22nd North Arkansas Ancestor Fair

3 Jun

The 22nd North Arkansas Ancestor Fair will be held Friday, June 3rd and Saturday, June 4th, in Marshall , AR.  This year the theme will be the Civil War Sesquicentennial, and the talks on Friday will be about what happened in 1861 in North Arkansas and about researching Confederate and Union Soldier ancestors.  Saturday will be devoted to family historians swapping information, but there will also be the opportunity to get help writing family reminiscences about the Civil War.

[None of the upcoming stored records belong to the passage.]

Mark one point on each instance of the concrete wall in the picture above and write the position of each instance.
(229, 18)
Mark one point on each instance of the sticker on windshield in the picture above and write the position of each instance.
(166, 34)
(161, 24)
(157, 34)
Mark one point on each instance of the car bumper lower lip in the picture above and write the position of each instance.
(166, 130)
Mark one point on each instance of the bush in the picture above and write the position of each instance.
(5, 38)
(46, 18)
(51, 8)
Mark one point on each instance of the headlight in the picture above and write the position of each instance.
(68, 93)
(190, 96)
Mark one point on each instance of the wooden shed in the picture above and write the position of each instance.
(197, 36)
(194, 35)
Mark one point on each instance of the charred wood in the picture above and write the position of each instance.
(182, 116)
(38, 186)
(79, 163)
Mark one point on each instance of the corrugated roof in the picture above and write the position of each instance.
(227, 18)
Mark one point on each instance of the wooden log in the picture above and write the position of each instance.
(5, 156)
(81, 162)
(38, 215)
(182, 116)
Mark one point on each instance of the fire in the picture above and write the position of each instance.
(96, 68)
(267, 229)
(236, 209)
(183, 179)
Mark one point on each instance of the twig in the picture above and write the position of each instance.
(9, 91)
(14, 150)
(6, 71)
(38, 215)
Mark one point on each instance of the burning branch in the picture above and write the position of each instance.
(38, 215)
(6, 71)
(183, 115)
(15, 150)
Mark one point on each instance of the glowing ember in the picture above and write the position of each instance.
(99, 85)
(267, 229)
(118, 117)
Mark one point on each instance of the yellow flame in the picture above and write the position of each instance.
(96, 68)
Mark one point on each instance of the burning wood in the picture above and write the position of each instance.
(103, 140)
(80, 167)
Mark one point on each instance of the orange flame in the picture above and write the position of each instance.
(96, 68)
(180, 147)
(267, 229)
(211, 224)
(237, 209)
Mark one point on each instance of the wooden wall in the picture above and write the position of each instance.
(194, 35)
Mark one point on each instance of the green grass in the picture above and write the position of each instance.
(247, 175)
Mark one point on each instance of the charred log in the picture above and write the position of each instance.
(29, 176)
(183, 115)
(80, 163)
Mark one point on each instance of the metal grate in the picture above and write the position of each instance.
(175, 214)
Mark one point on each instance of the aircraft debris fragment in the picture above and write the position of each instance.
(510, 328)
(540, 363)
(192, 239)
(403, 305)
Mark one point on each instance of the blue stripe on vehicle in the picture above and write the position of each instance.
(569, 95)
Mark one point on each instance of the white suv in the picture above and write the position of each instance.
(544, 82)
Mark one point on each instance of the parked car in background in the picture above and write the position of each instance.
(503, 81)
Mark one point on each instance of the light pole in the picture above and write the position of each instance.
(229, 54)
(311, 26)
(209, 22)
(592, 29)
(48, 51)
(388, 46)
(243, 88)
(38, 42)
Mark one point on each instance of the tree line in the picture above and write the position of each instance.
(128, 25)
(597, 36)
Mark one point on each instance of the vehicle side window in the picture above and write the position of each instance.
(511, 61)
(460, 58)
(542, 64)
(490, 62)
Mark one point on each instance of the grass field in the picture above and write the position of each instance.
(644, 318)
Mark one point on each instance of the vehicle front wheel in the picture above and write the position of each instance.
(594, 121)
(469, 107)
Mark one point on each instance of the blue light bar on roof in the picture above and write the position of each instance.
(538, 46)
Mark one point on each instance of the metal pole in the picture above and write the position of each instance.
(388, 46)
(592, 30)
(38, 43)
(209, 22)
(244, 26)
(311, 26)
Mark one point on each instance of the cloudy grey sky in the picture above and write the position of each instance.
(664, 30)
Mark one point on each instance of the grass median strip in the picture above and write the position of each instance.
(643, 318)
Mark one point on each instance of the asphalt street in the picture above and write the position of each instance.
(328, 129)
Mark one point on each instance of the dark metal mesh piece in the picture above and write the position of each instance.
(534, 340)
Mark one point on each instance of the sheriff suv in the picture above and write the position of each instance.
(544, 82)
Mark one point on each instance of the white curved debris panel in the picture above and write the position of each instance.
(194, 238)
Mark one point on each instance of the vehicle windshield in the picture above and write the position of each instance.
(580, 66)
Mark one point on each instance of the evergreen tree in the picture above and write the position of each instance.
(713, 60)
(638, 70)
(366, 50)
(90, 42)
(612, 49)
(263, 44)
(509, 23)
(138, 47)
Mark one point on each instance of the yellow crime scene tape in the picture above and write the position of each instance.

The North Arkansas Ancestor Fair is the longest running genealogical event of its kind in North Arkansas.  It has two sections:  on Friday, there are speakers who talk about subjects of interest to genealogists and family historians; on Saturday family genealogists are provided tables and chairs so they can visit and swap information with the public, who have com to see what information is available.  North Arkansas county genealogical and historical societies have tables to offer information, publications for sale and to attract new members.

This year, there will be enough seating for both Friday and Saturday events so that advance registration is not necessary, but early arrivals will get the best seats, or table locations.  Friday’s talks will be held at the new VFW building, located just north of the Stoplight, and Northeast of Highway 65.  Russell Baker, Arkansas History Commission-Retired and perhaps the most knowledgeable person on Arkansas research, will speak from 9:30am on “Finding Confederate and Union Ancestors”.  He will also have a fillip on results of DNA tests on a couple of Newton/Searcy county families.  Friday afternoon, James Johnston, Searcy County historian, will tell about what happened in Searcy and surrounding counties in 1861.  This will include the formation, betrayal and capture of the Peace Society and the Chain Gang that took them to Little Rock.  This will be followed by a discussion group where attendees will be invited to tell their family stories of the Chain Gang.  Friday’s lectures cost $7.50 for a half day or $10.00 for all day, which will be collected at the door.  The Discussion Group is free and everyone is encouraged to attend.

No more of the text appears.